Conversation
|
Hi @insel-maz, Thank you for your interest in MathPHP! And thank you for your pull request. Please allow me some time to review the PR and understand the new functionality. Thanks again, |
|
Hi @markrogoyski, I've just pushed a new commit to update some code to match the new shape of $points that I introduced earlier. Thank you |
|
Hi @insel-maz, Apologies on the delay in reviewing this. It is on my to-do list. I will try to get back to you soon with feedback. Thanks again for the contribution. |
|
Sorry for the delay in reviewing. Thanks again for this contribution. The core coefficient computation (design matrix + OLS) seems correct and well-structured. I think there may be one issue with regression statistics: Here's a minimal test that demonstrates the problem: /**
* Demonstrates that regression statistics are wrong for k > 1.

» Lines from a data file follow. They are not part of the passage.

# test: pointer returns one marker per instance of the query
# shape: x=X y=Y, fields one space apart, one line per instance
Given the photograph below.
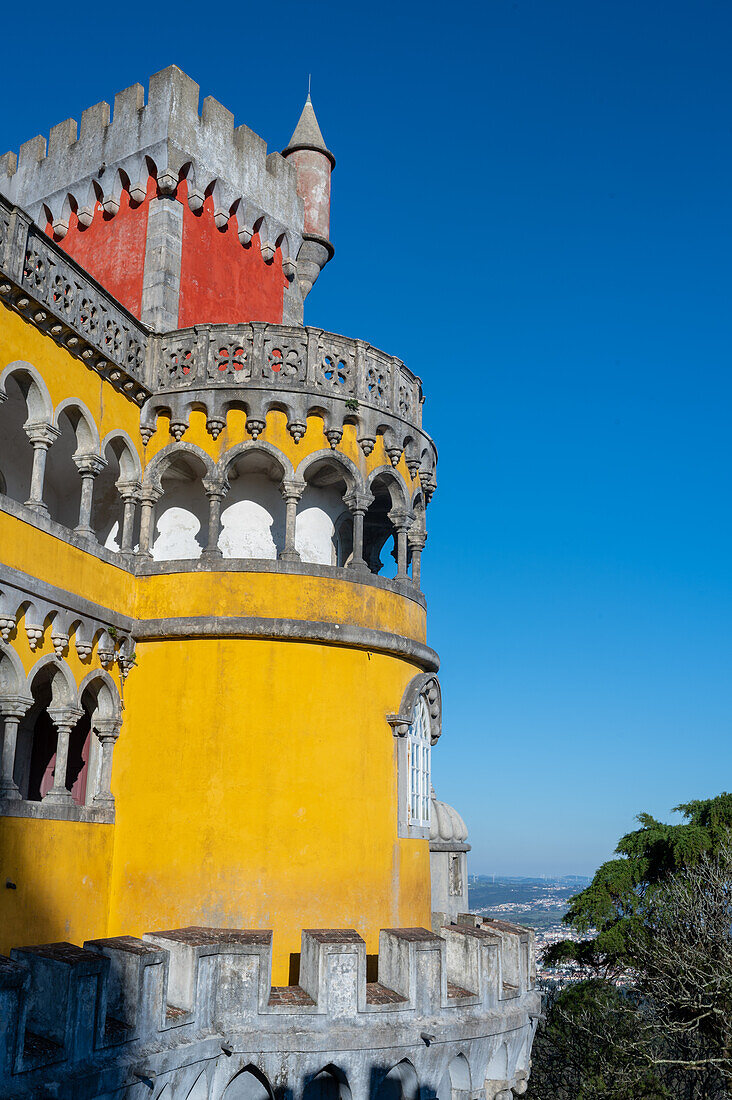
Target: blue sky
x=531 y=207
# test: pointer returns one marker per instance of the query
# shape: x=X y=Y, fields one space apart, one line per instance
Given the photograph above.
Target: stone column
x=64 y=721
x=292 y=495
x=107 y=733
x=41 y=436
x=417 y=539
x=358 y=505
x=215 y=492
x=402 y=519
x=130 y=493
x=11 y=710
x=89 y=466
x=161 y=281
x=149 y=498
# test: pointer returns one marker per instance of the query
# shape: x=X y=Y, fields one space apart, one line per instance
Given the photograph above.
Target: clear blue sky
x=531 y=207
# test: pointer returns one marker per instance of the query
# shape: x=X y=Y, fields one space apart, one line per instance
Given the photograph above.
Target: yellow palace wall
x=255 y=780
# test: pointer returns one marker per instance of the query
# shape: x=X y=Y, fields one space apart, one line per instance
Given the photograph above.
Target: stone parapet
x=166 y=138
x=59 y=297
x=95 y=1021
x=304 y=371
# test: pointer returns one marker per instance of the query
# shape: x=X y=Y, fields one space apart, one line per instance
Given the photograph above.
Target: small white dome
x=446 y=824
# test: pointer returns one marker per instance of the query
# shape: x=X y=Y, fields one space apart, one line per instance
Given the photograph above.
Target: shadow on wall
x=57 y=740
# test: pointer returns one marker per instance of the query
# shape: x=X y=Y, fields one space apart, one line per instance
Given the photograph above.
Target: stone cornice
x=303 y=370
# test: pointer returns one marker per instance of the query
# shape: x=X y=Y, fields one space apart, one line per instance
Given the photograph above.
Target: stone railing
x=124 y=1012
x=287 y=359
x=214 y=365
x=52 y=290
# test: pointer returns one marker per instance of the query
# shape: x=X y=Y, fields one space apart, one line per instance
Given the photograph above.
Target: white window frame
x=418 y=739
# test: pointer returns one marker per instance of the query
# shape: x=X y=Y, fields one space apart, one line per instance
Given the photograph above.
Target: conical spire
x=307 y=134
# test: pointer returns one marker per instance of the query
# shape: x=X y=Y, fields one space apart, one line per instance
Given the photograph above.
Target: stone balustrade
x=122 y=1010
x=259 y=365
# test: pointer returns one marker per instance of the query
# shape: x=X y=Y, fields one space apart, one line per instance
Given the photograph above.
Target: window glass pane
x=419 y=761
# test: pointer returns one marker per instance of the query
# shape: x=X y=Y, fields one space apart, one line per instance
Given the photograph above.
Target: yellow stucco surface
x=255 y=780
x=62 y=875
x=255 y=787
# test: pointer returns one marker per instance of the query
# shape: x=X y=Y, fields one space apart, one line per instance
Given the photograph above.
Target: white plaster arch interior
x=323 y=527
x=253 y=509
x=24 y=400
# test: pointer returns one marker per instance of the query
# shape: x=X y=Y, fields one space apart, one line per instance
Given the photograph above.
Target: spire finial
x=307 y=132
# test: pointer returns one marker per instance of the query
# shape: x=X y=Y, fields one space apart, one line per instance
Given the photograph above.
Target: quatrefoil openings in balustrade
x=287 y=364
x=63 y=295
x=36 y=271
x=405 y=402
x=335 y=372
x=88 y=318
x=229 y=363
x=377 y=386
x=112 y=341
x=179 y=364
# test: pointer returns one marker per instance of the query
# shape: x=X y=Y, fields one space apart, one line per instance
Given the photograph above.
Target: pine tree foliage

* Oracle: statsmodels OLS, scikit-learn LinearRegression
*/
public function testDegreesOfFreedomAndStatistics(): void
{
// y ≈ 2x₁ + 3x₂ + 5 with noise, k=2 features, n=10 points
$points = [
[[1.0, 2.0], 13.3], [[3.0, 1.0], 13.8],
[[2.0, 4.0], 21.5], [[5.0, 2.0], 20.9],
[[4.0, 3.0], 22.4], [[1.0, 5.0], 21.7],
[[6.0, 1.0], 20.2], [[3.0, 3.0], 20.1],
[[2.0, 6.0], 26.6], [[4.0, 4.0], 25.3],
];
$regression = new Multilinear($points);
// Degrees of freedom: should be n - k - 1 = 10 - 2 - 1 = 7
// Currently returns 8 (n - 1 - 1, using p=1 instead of p=k)
$this->assertEquals(7, $regression->degreesOfFreedom());
// F-statistic: should be 705.22 (statsmodels OLS)
// Currently returns ~1612 (wrong MSR and MSE)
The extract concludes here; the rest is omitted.